Lawyers in Georgia who handle serious injury and wrongful death cases are often confronted with situations where their clients are hospitalized and later acquire a Staph infection which greatly complicates their recovery. We also see cases where clients call complaining about the development of an infection while hospitalized for one condition where the infection becomes much more serious than the condition for which they were originally treated. Regrettably, many people die from these infections.
It just so happens that I ran across an article recently that very succinctly describes this problem. As can be seen, this is not only a problem in Georgia but also a nationwide problem. Because litigation seems to be the best solution we have to deal with this problem, it would seem that the best theory to pursue these cases on would be a failure to warn theory.
Hospitals are always advertising the quality of their services but at the same time are often times concealing their infection rates. If a hospital has a significant infection rate and a patient has no idea when they enter the hospital that they are subject to being exposed to such deadly infections, query whether the best possible legal theory of recovery for such an innocent victim of hospital negligence would be on a failure to warn theory?
Perhaps a review of the article below might stimulate further thoughts along these lines:


Squash the Bug
Europe is killing off hospital infections. Why isn’t the United States following suit?
If you are an American admitted to a hospital in Amsterdam, Toronto, or Copenhagen these days, you’ll be considered a biohazard. Doctors and nurses will likely put you into quarantine while they determine whether you’re carrying methicillin-resistant Staphylococcus aureus, a deadly organism that is increasingly common stateside, especially in our hospitals. And if you test positive for methicillin-resistant staph, or MRSA, these European and Canadian hospital workers will don protective gloves, masks, and gowns each time they approach you, and then strip off the gear and scrub down vigorously when they leave your room. The process is known as “search and destroy”–a combat mission that hospitals abroad are undertaking to prevent the spread of germs that resist antibiotics. Our own health authorities, meanwhile, have been strangely reluctant to join the assault.

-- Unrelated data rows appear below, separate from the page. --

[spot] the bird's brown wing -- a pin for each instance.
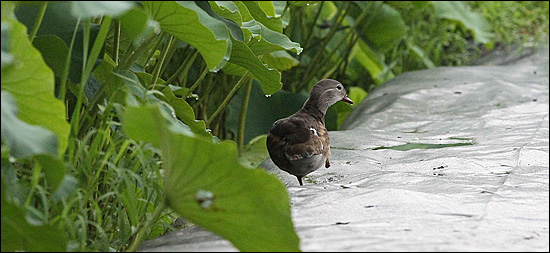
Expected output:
(297, 138)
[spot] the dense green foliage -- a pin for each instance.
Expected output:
(118, 117)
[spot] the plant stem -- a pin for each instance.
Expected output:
(242, 117)
(348, 32)
(38, 20)
(197, 82)
(171, 52)
(157, 45)
(63, 86)
(338, 18)
(160, 62)
(181, 68)
(227, 98)
(130, 57)
(88, 64)
(116, 42)
(143, 230)
(310, 32)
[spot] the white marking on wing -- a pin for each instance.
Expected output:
(314, 131)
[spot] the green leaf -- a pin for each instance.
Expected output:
(386, 28)
(271, 41)
(419, 53)
(53, 50)
(255, 152)
(371, 61)
(58, 21)
(243, 10)
(264, 15)
(31, 82)
(280, 60)
(7, 57)
(270, 79)
(227, 9)
(91, 9)
(184, 111)
(234, 28)
(187, 22)
(137, 26)
(279, 7)
(23, 139)
(458, 12)
(207, 185)
(19, 235)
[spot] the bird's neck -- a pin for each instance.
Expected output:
(315, 109)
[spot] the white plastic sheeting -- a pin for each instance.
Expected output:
(488, 190)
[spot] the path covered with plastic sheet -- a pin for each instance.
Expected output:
(447, 159)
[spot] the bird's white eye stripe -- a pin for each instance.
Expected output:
(314, 131)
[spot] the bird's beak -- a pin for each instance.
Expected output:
(347, 100)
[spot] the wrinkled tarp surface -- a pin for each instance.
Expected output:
(487, 190)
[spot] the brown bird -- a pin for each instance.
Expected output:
(299, 144)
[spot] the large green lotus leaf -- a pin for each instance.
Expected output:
(264, 15)
(243, 10)
(58, 21)
(458, 12)
(19, 235)
(269, 78)
(227, 9)
(136, 25)
(280, 60)
(6, 58)
(53, 50)
(234, 27)
(205, 183)
(363, 55)
(386, 27)
(184, 111)
(271, 41)
(23, 139)
(91, 9)
(187, 22)
(31, 82)
(279, 7)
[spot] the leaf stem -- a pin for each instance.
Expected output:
(242, 117)
(227, 98)
(116, 42)
(143, 230)
(38, 20)
(197, 82)
(63, 86)
(160, 62)
(178, 72)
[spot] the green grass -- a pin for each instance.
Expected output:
(516, 22)
(119, 186)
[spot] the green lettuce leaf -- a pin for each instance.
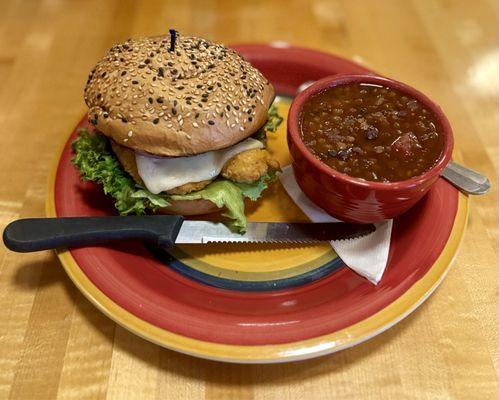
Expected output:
(228, 194)
(274, 119)
(273, 122)
(96, 162)
(223, 193)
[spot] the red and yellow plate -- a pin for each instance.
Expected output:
(260, 303)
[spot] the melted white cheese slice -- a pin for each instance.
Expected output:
(164, 173)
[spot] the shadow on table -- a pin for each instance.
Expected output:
(188, 367)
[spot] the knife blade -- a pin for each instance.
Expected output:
(34, 234)
(269, 232)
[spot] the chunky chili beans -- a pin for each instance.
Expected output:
(371, 132)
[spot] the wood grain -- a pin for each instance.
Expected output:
(55, 344)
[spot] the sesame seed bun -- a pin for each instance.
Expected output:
(199, 97)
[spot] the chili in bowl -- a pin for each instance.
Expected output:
(366, 148)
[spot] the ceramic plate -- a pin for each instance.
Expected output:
(260, 303)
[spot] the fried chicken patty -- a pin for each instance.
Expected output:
(247, 167)
(127, 159)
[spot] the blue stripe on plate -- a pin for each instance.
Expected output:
(251, 286)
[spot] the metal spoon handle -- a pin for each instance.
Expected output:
(465, 179)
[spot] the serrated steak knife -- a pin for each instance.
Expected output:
(34, 234)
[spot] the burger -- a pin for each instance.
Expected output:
(179, 126)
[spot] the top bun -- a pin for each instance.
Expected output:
(199, 97)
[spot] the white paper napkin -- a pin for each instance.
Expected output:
(367, 255)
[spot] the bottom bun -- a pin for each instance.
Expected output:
(189, 207)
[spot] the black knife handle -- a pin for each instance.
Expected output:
(34, 234)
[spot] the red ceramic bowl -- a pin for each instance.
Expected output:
(351, 199)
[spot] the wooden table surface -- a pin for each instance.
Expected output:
(55, 344)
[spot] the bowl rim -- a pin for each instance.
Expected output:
(293, 129)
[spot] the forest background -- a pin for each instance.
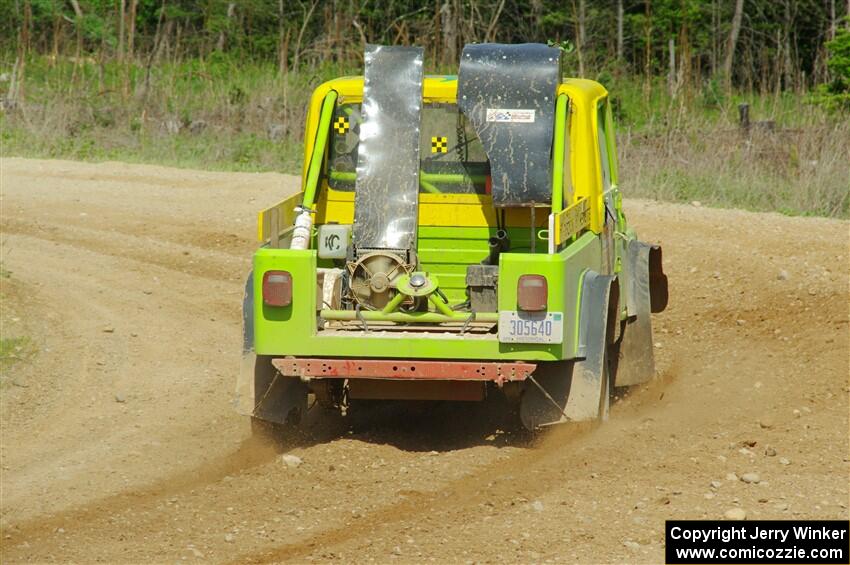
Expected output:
(224, 85)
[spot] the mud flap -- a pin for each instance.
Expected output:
(260, 390)
(646, 292)
(244, 401)
(574, 389)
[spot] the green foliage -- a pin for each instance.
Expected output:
(835, 94)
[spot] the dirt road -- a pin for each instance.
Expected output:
(119, 443)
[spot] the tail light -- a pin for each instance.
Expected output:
(277, 288)
(532, 293)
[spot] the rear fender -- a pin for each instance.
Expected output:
(574, 389)
(261, 391)
(244, 400)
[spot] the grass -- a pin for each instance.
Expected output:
(223, 114)
(13, 350)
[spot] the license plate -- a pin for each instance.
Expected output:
(531, 327)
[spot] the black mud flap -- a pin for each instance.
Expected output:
(645, 286)
(575, 391)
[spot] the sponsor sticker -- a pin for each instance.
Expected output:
(510, 115)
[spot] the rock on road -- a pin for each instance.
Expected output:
(119, 442)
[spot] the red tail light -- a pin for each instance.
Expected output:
(277, 288)
(532, 293)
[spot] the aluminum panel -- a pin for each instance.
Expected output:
(508, 93)
(387, 188)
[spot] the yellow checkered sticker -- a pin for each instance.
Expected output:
(439, 144)
(341, 125)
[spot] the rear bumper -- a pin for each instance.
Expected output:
(403, 369)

In the United States, MRSA kills an estimated 13,000 people every year, which means that a hospital patient is 10 times as likely to die of MRSA as an inmate is to be murdered in prison. The latest survey by the Centers for Disease Control and Prevention found that 64 percent of the Staphylococcus-aureus strains in American hospitals were MRSA–that is, resistant to the powerful antibiotic methicillin and other antibiotics–which makes them difficult to treat.
Given the dimensions of the threat, you’d think that the CDC would be making a priority of fighting it. After all, federal health agencies have spent billions to fight anthrax (which caused five deaths in 2001), smallpox (last U.S. death: 1949), and pandemic flu (yet to appear in the United States). And there is reason to think that search and destroy works, since health-care authorities abroad have kept rates of antibiotic-resistant bugs in their countries much lower than ours.

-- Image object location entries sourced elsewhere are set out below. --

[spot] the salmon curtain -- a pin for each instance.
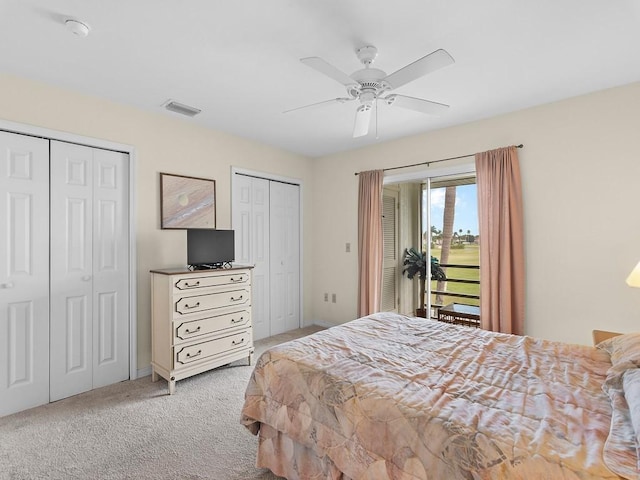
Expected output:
(501, 240)
(369, 242)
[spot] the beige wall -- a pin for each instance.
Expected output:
(580, 170)
(163, 143)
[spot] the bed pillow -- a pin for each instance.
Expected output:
(623, 349)
(631, 387)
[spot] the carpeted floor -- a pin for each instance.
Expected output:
(135, 430)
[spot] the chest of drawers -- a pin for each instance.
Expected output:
(199, 320)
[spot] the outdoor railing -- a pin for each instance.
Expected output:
(449, 293)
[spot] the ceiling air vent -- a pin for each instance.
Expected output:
(181, 108)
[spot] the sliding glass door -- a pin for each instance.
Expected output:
(450, 235)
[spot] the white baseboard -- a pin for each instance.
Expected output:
(144, 372)
(322, 323)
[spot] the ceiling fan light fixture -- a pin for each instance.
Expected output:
(77, 27)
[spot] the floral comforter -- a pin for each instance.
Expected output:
(394, 397)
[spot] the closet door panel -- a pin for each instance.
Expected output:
(285, 257)
(24, 272)
(71, 353)
(110, 268)
(251, 225)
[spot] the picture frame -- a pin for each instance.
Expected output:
(187, 202)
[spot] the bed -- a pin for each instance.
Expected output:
(390, 397)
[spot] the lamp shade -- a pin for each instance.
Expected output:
(633, 280)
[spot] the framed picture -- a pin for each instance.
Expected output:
(187, 202)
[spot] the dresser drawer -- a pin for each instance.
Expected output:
(194, 353)
(212, 301)
(188, 330)
(201, 281)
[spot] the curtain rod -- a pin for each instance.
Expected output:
(433, 161)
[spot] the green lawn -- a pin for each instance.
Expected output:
(469, 255)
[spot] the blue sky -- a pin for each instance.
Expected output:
(466, 216)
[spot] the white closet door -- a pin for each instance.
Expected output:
(110, 267)
(89, 277)
(251, 224)
(24, 272)
(285, 257)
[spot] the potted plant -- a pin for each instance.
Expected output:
(415, 263)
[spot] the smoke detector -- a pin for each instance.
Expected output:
(181, 108)
(77, 27)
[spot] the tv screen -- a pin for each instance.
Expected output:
(207, 248)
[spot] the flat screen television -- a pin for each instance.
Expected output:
(207, 248)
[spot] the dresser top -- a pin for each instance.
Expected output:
(185, 269)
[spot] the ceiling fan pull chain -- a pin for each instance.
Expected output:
(377, 138)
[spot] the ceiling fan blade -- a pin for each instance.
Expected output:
(417, 104)
(329, 70)
(324, 102)
(427, 64)
(363, 119)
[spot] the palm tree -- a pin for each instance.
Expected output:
(447, 233)
(415, 263)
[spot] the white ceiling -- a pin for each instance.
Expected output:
(238, 60)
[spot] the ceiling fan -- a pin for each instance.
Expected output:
(368, 85)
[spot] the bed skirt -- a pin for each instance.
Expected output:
(289, 459)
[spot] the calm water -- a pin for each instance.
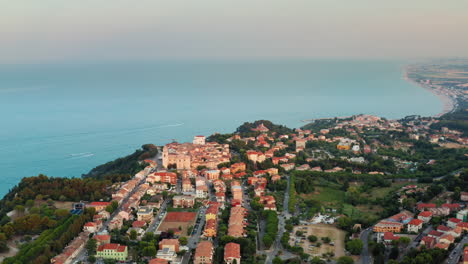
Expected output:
(63, 120)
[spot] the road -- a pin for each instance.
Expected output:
(365, 256)
(457, 251)
(82, 255)
(282, 217)
(158, 218)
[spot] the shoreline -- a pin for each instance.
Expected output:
(449, 104)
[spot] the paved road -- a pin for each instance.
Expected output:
(282, 217)
(457, 251)
(158, 218)
(366, 257)
(82, 254)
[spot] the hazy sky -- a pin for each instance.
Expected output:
(61, 30)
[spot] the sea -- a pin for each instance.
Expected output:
(64, 119)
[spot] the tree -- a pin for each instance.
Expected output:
(149, 251)
(354, 246)
(133, 234)
(277, 260)
(345, 223)
(345, 260)
(317, 260)
(183, 241)
(404, 241)
(92, 259)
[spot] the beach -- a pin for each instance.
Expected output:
(449, 103)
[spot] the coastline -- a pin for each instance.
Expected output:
(449, 103)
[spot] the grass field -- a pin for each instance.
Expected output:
(326, 195)
(321, 230)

“Why are we spending millions if not billions on bird flu, a ghost that might not happen, when you have thousands being colonized by MRSA and dying of it?” asks Dr. William Jarvis, a top CDC hospital-infection expert until he resigned in 2003. At a March 29 hearing on hospital infections–which, all told, kill an estimated 90,000 patients each year–Rep. Bart Stupak, D-Mich., charged that the CDC had stood by, despite a steady rise in infections since the early 1970s.
The biggest push for search and destroy may come, sadly, from the threat of lawsuits. Several large ones have been settled with hospitals where patients died of infections. Fifteen states have passed laws that require hospitals to report infection rates, and another 28 are considering such legislation. An infectious-disease specialist I know offers a much simpler prescription: Whatever you do, he says, stay out of hospitals.
In Florida, as in the rest of the country, hospitalization for injuries or medical procedures carries a serious risk of a deadly infection. Unfortunately, my clients have little choice when their medical conditions require a hospital stay.